The Whiskey Daredevils just returned from a road trip in Europe. Frontman Greg Miller fills us in on what happened.
We wake up at 830 for the comp hostel breakfast. It is the exact same breakfast anywhere you go in Belgium. Thinly sliced bread with rough crust, very mild white cheese, mild salami, orange juice in 4 oz glasses, and coffee/tea. I’m not a big salami guy anyway, and certainly not at 830am. Those Kellogg’s people need to get over here and introduce Capn’ Crunch. That jolly Old Salt would clean up over here just on the fact these folks must wake up every morning and go, “Fuck…I have to eat another salami and cheese sandwich. I sure could go for a bowl of crunch berry goodness.”
The pasta meal from last night announces itself with startling authority shortly afterwards. I head from the main bedroom of our minimum security prison room into the bathroom to deal with the situation. You know you don’t have a lot of privacy when you evacuate the pasta and hear three guys immediately cry out “Ohhhhh!!!!!!!” through the door.
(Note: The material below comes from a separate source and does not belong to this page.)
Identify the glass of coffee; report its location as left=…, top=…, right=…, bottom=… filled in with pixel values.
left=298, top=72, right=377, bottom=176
True, it was a very impressive noise, but still… I am concerned that this may be only the beginning of a “gastro intestinal crisis”.
We drop Michelle off at the train station for her journey home. She owns an art gallery/vintage shop in her town, so driving around with 5 guys in a van for two weeks isn’t in her best interests. She’s very nice, and you can see she is very nurturing with Gary. Gary is now without his girlfriend, and speculation begins if “Happy Gary” or “Mopey Gary” will be climbing into the van after her departure. We will soon see…
It is a seven hour drive to Nurnburg, and rain pelts us most of the drive. There’s not too much to look at or too much to do. Leo reads “Hammer of the Gods”, Gary hand rolls cigarettes, Ken powers through “paprika triangles” (some kind of salty snack with an unpronounceable name), and Christoph slugs Mr. Brown. Mr. Brown is a regional “coffee in a can” drink that Christoph is loyal to like a crack addict is “loyal” to rocks of cocaine. In fact, he bought two cases of the little sturdy cans just to make sure he doesn’t run out at any point in our travels. Not that there’s anything wrong with that.